Main functions of the skeleton:
- Protection - give protection to the vital organs, such as heart, lungs, spinal cord and the brain - for example: the ribcage protects internal organs such as the heart.
- Shape and Support - to give shape and support to the body, thereby giving posture to the body - for example: to keep a good posture to prevent backache.
- Movement - to allow movement to the body, by providing areas or sites for muscle attachment. This also provides for a system of levers that help us to move - for example: for us to be able to carry out everyday activities such as picking things up and moving.
- Produce red and white blood cells - to produce red and white blood cells - for example: produces red blood cells that carry much needed oxygen to make our muscles work.
- Mineral storage - to act as a mineral store for minerals such as posphorous, calcium, potassium, maganese, magnesium, silica, iron, zinc, etc. - for example: iron helps in the transport of oxygen to moving muscles during physical activities.
STRUCTURE OF THE SKELETON
Axial and Appendicular Skeleton:
- The axial skeleton is the main source of support and is the central part of the skeleton.
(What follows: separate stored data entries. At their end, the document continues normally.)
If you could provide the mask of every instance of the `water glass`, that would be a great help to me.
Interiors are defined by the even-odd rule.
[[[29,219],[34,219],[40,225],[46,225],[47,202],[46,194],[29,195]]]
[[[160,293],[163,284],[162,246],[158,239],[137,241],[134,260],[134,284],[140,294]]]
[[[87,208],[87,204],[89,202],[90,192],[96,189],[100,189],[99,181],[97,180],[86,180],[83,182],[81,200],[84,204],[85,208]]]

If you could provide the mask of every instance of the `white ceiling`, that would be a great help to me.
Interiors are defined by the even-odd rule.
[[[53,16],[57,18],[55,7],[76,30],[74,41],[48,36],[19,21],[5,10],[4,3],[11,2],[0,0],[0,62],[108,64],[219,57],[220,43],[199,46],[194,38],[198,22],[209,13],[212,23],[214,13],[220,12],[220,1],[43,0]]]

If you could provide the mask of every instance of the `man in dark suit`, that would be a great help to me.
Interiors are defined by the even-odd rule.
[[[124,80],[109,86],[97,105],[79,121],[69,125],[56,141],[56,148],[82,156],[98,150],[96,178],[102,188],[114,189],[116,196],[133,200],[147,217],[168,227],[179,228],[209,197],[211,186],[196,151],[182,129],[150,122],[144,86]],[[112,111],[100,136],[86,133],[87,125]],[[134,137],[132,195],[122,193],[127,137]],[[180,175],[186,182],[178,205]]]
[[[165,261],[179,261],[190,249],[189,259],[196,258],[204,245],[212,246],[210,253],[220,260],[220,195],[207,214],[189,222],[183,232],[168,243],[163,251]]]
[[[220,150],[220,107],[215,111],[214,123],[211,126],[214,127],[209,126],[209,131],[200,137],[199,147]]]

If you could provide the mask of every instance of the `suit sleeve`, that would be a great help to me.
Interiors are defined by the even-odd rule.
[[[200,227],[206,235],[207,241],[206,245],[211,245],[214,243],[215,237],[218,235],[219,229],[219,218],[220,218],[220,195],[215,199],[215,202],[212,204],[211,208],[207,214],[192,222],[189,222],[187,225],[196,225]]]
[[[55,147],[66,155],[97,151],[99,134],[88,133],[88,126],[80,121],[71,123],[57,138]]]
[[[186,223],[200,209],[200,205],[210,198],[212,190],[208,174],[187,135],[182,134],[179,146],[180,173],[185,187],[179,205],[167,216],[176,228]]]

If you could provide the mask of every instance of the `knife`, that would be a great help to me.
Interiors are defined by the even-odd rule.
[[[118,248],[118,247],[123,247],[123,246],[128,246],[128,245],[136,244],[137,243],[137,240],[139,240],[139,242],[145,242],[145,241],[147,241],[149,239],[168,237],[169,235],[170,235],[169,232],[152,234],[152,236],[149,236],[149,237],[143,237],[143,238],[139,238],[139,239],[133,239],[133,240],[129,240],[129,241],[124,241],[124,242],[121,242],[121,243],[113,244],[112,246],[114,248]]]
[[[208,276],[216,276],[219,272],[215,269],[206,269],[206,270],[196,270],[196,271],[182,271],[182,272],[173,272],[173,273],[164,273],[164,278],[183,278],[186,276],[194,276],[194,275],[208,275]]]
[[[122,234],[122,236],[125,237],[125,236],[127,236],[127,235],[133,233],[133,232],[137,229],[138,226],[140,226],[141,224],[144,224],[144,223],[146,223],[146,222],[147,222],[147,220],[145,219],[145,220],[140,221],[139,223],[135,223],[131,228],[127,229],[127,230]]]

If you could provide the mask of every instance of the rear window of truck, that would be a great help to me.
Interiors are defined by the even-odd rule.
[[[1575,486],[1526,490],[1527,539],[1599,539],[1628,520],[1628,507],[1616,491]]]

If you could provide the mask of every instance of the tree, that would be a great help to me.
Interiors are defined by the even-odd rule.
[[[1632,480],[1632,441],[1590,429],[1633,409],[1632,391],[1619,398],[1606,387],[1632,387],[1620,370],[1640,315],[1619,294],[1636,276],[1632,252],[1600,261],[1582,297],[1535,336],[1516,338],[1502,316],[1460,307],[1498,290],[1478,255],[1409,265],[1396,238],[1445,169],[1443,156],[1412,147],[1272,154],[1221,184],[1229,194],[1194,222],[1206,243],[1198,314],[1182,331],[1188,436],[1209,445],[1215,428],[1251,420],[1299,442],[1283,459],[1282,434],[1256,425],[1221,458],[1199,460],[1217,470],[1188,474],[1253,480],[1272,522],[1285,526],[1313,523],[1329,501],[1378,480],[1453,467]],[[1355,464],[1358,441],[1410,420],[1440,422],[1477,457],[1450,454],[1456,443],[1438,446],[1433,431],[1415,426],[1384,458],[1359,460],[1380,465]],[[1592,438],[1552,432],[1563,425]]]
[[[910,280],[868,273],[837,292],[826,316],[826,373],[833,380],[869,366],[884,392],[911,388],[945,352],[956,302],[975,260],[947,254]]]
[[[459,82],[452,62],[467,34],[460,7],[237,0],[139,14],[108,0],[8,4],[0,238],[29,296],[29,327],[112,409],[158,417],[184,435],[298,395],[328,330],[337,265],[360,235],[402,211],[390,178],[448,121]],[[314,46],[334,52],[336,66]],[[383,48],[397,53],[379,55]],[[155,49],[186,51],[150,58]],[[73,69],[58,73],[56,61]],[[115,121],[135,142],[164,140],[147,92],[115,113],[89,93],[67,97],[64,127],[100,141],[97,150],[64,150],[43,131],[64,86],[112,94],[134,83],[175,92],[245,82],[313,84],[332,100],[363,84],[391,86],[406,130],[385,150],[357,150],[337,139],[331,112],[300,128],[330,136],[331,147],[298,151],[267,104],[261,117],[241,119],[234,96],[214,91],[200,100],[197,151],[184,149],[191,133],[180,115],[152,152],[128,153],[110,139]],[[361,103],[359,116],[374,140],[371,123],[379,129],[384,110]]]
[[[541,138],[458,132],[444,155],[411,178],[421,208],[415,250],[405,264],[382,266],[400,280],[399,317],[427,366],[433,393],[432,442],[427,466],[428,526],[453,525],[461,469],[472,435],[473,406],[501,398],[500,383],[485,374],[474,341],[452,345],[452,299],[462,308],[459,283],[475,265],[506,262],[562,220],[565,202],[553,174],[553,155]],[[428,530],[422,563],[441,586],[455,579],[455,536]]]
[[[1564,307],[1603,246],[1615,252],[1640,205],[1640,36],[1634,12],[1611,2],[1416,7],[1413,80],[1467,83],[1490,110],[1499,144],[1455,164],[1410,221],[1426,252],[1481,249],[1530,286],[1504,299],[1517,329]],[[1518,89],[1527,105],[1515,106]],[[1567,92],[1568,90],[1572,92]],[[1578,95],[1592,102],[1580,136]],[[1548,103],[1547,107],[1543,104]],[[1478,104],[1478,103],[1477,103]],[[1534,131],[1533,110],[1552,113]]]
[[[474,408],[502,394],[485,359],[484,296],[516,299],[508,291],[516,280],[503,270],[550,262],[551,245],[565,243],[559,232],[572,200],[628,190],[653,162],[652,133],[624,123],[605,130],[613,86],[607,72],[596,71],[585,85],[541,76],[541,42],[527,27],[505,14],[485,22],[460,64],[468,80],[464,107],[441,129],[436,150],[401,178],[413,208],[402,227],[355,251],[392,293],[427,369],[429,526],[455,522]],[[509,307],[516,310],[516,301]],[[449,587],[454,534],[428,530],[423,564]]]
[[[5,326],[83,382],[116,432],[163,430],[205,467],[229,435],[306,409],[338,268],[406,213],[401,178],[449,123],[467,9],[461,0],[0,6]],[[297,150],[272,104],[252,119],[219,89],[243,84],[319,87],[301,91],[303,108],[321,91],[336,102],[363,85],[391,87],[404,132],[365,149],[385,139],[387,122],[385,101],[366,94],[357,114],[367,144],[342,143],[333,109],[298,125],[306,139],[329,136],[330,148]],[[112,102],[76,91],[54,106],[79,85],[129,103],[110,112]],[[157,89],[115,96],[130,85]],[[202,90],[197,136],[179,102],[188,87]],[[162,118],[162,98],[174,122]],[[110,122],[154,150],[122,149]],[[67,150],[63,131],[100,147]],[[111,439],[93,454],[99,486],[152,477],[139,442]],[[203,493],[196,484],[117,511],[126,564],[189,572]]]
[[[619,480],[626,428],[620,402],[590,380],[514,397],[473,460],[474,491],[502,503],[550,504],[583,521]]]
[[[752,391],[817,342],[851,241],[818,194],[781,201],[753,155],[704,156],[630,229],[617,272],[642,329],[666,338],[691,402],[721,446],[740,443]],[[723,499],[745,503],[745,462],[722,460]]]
It includes the cranium, the vertebral column and the rib cage, including twelve pairs of ribs and the sternum.
- The apendicular skeleton consists of the remaining bonds and includes the girdles that join these bones on to the axial skeleton.
Synovial or freely moveable joints consist of a joint capsule lined with a synovial membrane. There is lubrication provided for the joint in the form of synovial fluid. This is secreted into the joint by the synovial membrane - for example: the knee joint.
The functions of the synovial fluid are to:
- lubricate the joint
- protect(for example, cartilage)
- nourish the cartilage with nutrients
- help to stabilise the joint and keep the joint steady
Hinge joint: this allows movement in one place only (uniaxial) - for example, the knee joint. An example of a physical activity that uses this joint is sprinting when the knee joint allows the flexion and extension of the lower leg.
Ball and socket joint: this allows a wide range of movement and occurs when a round head of bone fits into a cupped shaped depression - for example, the should joint. An example of a physical activity that uses this joint is an athlete throwing a javelin when the shoulder joint allows the upper arm to move effectively.